By Marion Filler
Rep. Mikie Sherrill (D-11th Dist.) came to Loantaka Brook Reservation in Morris Township on Monday to announce co-sponsorship of a bi-partisan bill to permanently reauthorize the federal Land and Water Conservation Fund (LWCF).
“Permanently” is the operative word for environmental groups supporting this bill (H.R. 3195). Although the program began 54 years ago, there never has been a requirement to fully fund it. Congress has diverted an estimated $22 billion to other projects, and nonprofits such as Environment New Jersey say the Garden State, like other states, has been shortchanged.
“This bill will ensure that funds designated for conservation will actually go there,” said Sophia Hull of Environment New Jersey, which recognized the freshman Congresswoman for her advocacy.
Sherrill is co-sponsoring Rep. Jeff Van Drew’s (D-2nd Dist.) bill to dedicate $900 million annually to the LWCF.
Mikie Sherrill at Kitchell Pond, video by Marion Filler for MorristownGreen.com, Nov. 25, 2019:
“This is a very important issue here in New Jersey,” Sherrill told a crowd of environmental organizations and local officials at Kitchell Pond. “In fact, open spaces are probably more critical to our state, the most densely populated state in the nation, than almost anywhere else in the country.”
The photo op came on a day when Republican Larry Casha of Kinnelon announced he would run next year against Sherrill, whose “sole purpose,” he said, is to promote House Speaker Nancy Pelosi’s national agenda.
Sherrill described how Congress created the Land and Water Conservation Fund in 1965 to reinvest revenue from oil and gas royalties to protect the environment.
“I’m co-sponsoring Rep. Jeff Van Drew’s Bill which will guarantee that the LWCF will be fully funded at $900 million dollars annually. Unfortunately in the past, Congress has routinely underfunded this program. But you should know that your entire New Jersey delegation is co-sponsoring this legislation because we know just how critical it is to work together on these issues,” Sherrill said.
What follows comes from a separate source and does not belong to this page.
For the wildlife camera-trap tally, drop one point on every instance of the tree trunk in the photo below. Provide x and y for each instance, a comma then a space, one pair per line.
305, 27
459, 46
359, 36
While noting that New Jersey leads the way in large projects such as wind turbines, she said conserving ecosystems such as Loantaka is equally important.
Flanked by Dave Helmer, director of the Morris County Park Commission, and Elliott Ruga, policy director of the New Jersey Highlands Commission, Sherrill added that Morris County is lucky to have an 18,704-acre park system visited by more than three million people each year.
Mayors Tim Dougherty of Morristown, Jeff Grayzel of Morris Township and Robert Conley of Madison were on hand, as well as Joseph Basralian of the Chatham Township Open Space Committee, and Committee members Cathy Wilson and Mark Gyorfy of Morris Township.